We then passed on to an old farm called 'Lorier,' in St Saviour's parish [McCormack 393], belonging to the Torode family. The date given is 1687, printed in small pebbles stuck in plaster over a window in an upper room, with the letters MOYNT, believed to be that Nicolas Torode built the house. In the same room is a handsome only fireplace in well-carved stones; over the fireplace are the words, 'La paix de Dieu soit ici,' 'the peace of God be here.' This is about the finest old fireplace I have seen in this island. Some have carved heads and are very quaint; the workmanship is rough, but there is a refinement about this. In the same room is a bedstead or cupboard, the first of its kind I have seen in Guernsey. How the people of old could have passed eight or ten hours in such a miserable box, 6 by 6 by 5, when the curtains were closed, sunk down in feather beds and feather pillows in a small stuffy room, is beyond belief.'²
In this report James Carey also talks about his excavations on Lihou island and the Robilliard house, 'Les Clercs', in St Peter's, St Brioc, St Appoline, Vazon and the Grande Mare.
27.11.1958. General Oliver de Lancey Williams notes in Guernsey granite fireplaces: 'This farm has been entirely renovated and the fireplace has been removed. It is now called 'Westward Ho.' The fireplace is at Mr Le Couteur's yard at L'Erée. He did the rebuilding of the house.' Le Couteur took the fireplace in part payment of the building costs.
¹ See also, 'La Palette des fées,' by T F Priaulx, in Quarterly Review of the Guernsey Society 1964, and by the same author, 'Le Messurier houses in the western parishes,' Rep. & Trans. Soc. Guernesiaise, 1951, p. 146. The Palette was also the site of the burning of a 'guy' on November 5th: Edith Carey, in her Report to the Folklore Section in the Rep. & Trans of the Société Guernesiaise, 1922, says, 'The Rev.
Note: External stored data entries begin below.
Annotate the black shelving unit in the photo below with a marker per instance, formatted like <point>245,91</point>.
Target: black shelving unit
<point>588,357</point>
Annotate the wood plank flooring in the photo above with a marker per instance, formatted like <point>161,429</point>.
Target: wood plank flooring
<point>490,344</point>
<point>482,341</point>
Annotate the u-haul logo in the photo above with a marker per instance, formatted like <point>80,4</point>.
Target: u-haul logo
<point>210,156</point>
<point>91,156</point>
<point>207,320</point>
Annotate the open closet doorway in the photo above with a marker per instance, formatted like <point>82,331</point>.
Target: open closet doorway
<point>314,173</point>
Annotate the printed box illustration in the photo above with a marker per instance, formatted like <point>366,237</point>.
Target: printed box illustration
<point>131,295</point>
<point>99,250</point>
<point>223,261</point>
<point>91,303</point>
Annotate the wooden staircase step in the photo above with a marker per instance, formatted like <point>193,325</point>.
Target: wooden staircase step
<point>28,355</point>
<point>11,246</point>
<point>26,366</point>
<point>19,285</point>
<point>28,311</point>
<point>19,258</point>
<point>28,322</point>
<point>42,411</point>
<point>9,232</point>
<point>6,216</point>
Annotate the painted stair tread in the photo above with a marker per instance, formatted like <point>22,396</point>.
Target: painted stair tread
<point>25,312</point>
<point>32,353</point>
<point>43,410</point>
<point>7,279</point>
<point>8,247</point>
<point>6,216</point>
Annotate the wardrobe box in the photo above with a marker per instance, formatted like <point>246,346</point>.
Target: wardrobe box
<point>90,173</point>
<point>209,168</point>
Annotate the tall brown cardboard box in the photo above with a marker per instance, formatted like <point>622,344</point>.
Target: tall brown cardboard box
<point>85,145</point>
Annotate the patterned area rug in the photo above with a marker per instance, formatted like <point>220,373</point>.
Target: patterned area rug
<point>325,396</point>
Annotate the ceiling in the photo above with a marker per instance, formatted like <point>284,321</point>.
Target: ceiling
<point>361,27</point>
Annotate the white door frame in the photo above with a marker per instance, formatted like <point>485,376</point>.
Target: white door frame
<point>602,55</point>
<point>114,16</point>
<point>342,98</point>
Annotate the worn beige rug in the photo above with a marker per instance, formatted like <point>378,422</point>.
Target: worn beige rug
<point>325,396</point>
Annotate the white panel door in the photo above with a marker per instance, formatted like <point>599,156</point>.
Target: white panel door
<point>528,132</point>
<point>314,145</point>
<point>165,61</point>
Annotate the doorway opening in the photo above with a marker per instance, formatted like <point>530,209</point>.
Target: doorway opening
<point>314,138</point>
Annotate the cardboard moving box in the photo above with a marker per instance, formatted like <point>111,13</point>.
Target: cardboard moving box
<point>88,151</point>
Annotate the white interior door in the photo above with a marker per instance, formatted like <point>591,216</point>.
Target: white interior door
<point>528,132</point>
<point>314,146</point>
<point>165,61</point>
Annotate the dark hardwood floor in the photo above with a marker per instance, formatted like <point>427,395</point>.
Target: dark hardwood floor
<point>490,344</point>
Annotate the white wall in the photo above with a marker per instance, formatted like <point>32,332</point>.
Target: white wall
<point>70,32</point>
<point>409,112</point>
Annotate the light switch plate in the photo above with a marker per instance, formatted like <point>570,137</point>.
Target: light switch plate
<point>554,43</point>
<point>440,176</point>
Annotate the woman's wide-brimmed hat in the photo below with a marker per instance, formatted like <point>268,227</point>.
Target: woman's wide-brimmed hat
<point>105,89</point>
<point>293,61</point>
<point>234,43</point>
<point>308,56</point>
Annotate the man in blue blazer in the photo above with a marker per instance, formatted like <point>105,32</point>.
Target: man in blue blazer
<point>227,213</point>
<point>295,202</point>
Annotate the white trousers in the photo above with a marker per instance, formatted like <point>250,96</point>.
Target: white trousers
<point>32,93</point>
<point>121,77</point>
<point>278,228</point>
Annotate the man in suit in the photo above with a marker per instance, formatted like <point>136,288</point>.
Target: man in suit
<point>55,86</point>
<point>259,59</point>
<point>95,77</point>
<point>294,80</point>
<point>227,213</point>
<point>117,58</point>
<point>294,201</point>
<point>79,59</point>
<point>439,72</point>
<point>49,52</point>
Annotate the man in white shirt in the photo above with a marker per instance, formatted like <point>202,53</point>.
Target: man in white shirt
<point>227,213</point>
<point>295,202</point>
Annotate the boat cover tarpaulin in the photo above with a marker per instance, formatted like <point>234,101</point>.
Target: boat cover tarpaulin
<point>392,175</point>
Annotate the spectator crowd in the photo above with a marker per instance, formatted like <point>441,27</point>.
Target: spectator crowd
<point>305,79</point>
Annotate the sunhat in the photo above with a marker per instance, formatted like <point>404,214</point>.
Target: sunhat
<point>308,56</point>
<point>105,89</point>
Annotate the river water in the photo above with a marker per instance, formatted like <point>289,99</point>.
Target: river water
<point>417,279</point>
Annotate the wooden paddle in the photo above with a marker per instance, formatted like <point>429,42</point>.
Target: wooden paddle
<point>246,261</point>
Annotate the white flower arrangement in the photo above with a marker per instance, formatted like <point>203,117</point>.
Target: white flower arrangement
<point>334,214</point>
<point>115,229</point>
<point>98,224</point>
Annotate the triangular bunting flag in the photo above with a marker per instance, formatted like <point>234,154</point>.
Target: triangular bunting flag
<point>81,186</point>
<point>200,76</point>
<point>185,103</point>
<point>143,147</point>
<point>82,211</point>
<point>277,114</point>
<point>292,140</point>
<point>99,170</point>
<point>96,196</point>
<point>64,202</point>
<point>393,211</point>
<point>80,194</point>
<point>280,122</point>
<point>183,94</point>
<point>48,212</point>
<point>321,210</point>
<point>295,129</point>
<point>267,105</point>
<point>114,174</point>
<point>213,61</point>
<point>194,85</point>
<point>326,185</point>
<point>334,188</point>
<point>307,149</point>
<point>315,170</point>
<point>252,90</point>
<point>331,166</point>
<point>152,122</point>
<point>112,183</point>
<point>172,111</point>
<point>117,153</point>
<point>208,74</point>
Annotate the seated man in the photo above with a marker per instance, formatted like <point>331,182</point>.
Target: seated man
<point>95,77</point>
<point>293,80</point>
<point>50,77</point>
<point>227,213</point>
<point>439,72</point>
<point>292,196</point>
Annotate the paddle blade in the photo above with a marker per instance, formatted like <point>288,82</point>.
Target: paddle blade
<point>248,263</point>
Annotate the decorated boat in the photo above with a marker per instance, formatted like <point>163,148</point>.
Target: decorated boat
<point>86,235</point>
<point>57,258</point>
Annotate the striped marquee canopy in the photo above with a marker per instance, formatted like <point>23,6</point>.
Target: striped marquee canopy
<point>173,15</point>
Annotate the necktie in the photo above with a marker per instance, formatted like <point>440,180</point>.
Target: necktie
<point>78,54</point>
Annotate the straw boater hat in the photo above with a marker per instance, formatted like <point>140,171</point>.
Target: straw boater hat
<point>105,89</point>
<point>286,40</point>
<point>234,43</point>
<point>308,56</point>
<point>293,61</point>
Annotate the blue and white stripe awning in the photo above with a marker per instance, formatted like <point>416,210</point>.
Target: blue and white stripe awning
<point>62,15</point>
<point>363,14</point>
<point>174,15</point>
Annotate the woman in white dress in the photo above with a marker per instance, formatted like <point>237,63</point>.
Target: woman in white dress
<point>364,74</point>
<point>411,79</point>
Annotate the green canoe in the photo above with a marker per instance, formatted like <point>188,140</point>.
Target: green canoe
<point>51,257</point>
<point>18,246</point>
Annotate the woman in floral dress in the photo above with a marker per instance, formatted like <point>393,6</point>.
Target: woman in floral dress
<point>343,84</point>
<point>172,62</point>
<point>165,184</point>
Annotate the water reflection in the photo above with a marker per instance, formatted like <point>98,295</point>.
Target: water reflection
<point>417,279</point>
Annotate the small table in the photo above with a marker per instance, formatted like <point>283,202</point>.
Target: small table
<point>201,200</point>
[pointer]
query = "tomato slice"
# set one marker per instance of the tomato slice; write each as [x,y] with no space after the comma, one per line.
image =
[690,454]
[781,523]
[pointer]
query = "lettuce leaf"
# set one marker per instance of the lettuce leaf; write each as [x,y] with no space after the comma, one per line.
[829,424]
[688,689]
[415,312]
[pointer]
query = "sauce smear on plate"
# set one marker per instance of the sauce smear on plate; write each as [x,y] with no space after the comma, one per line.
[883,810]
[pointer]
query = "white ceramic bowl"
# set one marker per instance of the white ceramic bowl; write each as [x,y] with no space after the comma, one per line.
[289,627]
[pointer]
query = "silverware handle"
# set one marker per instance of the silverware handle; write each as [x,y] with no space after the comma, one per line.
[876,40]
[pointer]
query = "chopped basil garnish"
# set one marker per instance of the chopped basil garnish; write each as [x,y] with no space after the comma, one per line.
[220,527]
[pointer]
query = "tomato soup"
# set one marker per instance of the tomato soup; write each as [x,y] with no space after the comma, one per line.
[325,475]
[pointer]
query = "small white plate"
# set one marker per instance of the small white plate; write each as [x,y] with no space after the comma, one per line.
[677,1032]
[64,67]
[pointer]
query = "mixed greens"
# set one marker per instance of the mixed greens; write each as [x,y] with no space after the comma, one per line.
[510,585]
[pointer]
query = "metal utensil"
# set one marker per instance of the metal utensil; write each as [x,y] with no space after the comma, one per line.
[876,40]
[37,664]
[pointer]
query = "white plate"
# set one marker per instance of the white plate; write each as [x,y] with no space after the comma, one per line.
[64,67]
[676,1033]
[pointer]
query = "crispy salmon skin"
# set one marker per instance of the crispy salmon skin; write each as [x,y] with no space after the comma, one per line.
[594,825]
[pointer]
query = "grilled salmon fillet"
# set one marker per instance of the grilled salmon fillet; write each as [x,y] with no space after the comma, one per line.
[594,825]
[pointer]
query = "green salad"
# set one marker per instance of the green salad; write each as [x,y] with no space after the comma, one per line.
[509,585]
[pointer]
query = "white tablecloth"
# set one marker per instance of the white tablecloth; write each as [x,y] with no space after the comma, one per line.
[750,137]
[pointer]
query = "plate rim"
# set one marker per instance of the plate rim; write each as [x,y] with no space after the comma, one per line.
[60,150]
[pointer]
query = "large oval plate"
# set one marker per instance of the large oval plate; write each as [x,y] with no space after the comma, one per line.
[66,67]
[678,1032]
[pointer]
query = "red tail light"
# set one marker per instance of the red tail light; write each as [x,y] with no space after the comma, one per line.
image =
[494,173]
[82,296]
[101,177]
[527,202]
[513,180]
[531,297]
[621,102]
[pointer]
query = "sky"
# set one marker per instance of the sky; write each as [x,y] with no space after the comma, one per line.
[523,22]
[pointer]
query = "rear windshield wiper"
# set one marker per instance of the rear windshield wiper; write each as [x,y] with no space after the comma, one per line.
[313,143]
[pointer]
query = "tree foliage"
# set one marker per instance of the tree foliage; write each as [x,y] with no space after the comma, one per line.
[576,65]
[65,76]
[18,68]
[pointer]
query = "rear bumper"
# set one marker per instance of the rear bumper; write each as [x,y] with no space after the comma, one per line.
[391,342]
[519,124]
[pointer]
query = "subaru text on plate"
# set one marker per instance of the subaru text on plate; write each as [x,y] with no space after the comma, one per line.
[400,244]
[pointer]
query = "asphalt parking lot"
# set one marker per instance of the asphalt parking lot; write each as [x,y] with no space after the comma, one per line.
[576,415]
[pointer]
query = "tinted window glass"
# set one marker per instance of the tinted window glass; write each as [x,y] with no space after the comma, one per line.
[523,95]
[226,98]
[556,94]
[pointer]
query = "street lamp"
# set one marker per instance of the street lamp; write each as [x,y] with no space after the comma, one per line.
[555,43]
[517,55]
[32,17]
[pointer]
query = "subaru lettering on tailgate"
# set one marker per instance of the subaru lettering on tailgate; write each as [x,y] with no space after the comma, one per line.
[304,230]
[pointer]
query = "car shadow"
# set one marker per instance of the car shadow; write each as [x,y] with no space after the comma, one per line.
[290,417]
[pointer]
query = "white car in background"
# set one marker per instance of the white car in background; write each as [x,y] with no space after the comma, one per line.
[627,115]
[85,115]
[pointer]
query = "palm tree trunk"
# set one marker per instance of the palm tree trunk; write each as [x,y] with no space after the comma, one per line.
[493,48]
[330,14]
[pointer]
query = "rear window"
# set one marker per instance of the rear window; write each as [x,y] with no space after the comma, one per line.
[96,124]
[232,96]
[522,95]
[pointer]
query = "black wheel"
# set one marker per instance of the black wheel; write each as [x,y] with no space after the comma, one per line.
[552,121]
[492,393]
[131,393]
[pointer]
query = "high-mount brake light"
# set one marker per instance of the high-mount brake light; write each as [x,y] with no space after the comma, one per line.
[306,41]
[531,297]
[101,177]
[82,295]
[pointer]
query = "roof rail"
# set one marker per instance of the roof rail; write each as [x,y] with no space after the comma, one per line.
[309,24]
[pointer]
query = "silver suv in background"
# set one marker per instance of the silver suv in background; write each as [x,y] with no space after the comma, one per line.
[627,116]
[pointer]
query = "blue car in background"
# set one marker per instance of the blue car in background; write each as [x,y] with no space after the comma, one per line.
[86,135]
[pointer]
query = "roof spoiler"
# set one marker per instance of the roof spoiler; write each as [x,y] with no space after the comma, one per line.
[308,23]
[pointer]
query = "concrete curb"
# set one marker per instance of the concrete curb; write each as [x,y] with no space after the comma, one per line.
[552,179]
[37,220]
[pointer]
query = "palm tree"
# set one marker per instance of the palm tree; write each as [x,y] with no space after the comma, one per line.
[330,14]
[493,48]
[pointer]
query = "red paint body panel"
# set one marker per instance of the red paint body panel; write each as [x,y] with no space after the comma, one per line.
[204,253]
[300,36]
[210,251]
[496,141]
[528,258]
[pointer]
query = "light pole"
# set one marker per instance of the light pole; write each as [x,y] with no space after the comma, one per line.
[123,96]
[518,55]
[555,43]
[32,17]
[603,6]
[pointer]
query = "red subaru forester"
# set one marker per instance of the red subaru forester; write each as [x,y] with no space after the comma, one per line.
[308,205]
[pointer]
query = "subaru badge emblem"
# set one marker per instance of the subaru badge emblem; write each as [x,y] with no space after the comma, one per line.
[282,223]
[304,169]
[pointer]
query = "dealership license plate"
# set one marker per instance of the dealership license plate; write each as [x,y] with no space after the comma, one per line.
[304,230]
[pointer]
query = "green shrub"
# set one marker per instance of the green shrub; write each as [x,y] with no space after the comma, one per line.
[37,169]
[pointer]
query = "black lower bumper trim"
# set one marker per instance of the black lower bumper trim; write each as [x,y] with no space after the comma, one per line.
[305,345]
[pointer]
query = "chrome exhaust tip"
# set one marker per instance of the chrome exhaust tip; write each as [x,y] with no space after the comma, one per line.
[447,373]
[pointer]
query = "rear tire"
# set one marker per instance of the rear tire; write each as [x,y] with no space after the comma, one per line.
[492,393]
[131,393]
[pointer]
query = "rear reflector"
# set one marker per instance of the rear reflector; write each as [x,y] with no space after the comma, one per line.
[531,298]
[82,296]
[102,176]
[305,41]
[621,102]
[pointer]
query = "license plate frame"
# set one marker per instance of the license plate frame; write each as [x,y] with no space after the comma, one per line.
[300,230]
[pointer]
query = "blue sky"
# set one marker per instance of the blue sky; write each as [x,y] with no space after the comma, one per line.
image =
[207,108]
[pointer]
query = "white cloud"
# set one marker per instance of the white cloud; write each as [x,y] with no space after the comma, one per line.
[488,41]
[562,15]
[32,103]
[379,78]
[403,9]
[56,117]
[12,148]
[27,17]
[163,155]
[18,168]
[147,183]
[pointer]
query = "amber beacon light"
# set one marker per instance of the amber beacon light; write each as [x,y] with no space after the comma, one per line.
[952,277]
J A F Ozanne reports to me that, up to the other day when, as you know, the ceremony was abolished, the parishioners of St Pierre du Bois and St Saviour's burned their 'Guy Fawkes' at the foot of the menhir at Les Paysans. There they danced round the flames of the funeral pyre [..].'. Lieut-Col T W M de Guérin, in his 'List of dolmens, menhirs &c' in the Transactions of La Société Guernesiaise, Vol. IX, 1921-5, p. 45: 'This is the largest existing menhir in Guernsey. [...] It is first mentioned in Lettres [under seal] of 20 April 1487' when Nicolas de Lisle, son of Olivier, of St Pierre-du-Bois, sells a strip of land to the east of it to Pierre Le Mesurier, son of Pierre of the same parish. 'A cross stood in the road near it.'
² See Guernsey Folk Lore, p. 249, 'The dole of loaves at Le Laurier:' loaves were distributed to the poor from this house on Christmas Eve and Good Friday, the reason for which gift being associated with several traditions and legends of the supernatural, including being haunted by a giant black sow and her litter of ravenous piglets [Bois, Jersey Superstitions &c I, p, 397.]